Publié le par Kevinion

Piranha 3d (1900 mots)

Piranha 3d: tout en profondeur

Il n’est pas rare que dans les films d’horreurs le « monstre » qui menace les personnages soit l’incarnation d’autre chose, un trait de caractère, la société ou une émotion. Un exemple assez pur est celui de King Kong (celui de 1933) qui n’est qu’un véhicule pour montrer les êtres humains dans une position d’impuissance face à la force de la nature. Cooper et Shoedsack avaient été les témoins de l’attaque d’un village (africain il me semble) par un troupeau d’éléphant et avaient voulu inspirer au public les mêmes émotions que celles qu’ils avaient ressenti. Dans Cowboys Vs Aliens, l’obsession des extra-terrestres pour l’or, la manière dont ils interrompent l’histoire du western (et donc de l’Amérique) et plusieurs autres détails les rapprochent d’actionnaires ou d’adhérents à l’idéologie capitaliste néo-libérale.
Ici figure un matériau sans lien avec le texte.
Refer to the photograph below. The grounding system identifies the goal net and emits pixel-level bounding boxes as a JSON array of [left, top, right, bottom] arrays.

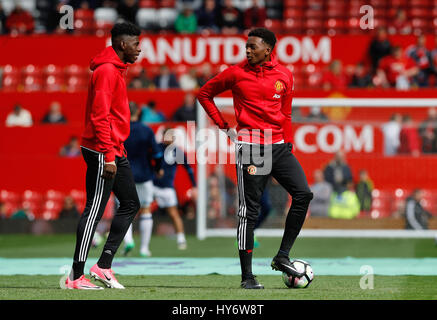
[[196, 98, 437, 239]]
Cette méthode allégorique de représentation est présente dans Piranha.

Une fois cela dit, il n’est pas difficile de trouver ce que les poissons dentelés représentent. La déclaration de Christopher Loyd à 44min04 donne un indice. Il explique comment les piranhas préhistoriques ont pu survivre dans un lac sous-marin clos pendant plusieurs millions d’années. « Par cannibalisme ! Ils se sont probablement battus entre eux pour survivre ! » Des piranhas cannibales sont des piranhas qui mangent des piranhas. Si l’on suit cette logique, elle nous amène à une lecture intéressante du film : les jeunes du « spring break » sont des piranhas.

Cette allégorie permet de montrer indirectement la violence qui se cache derrière la bonne humeur, la légèreté et le pseudo épanouissement sexuel présents à la fête. La plupart des participants sont atteints d’une fascination morbide pour la chair qui est assez logique puisque tel qu’il est représenté, le « spring break » n’est qu’une célébration du corps capitaliste. Le corps vendu par les magazines. Le corps qui respecte tous les critères de beautés du moment. C’est parce que la fascination pour ce corps est extrême et qu’elle ne considère pas la vie intérieur de celui qui l’habite qu’elle est nocive. L’allégorie avec les piranhas se justifie ainsi. La fascination ambiante pour la chair et le corps détruit la vie intérieure des jeunes gens présents à la fête.

Les personnages sont développés dans cette optique. On voit dès le début du film en quoi l’attirance sexuelle peut être dégradante quand un jeune fait du rentre-dedans au shériff qui est en train de lui coller une amende. Il ne prend pas en considération ce qu’elle est et ne la regarde que comme un objet sexuel, voir, il pense qu’elle devrait s’estimer heureuse qu’il la regarde comme ça et se montrer plus conciliante.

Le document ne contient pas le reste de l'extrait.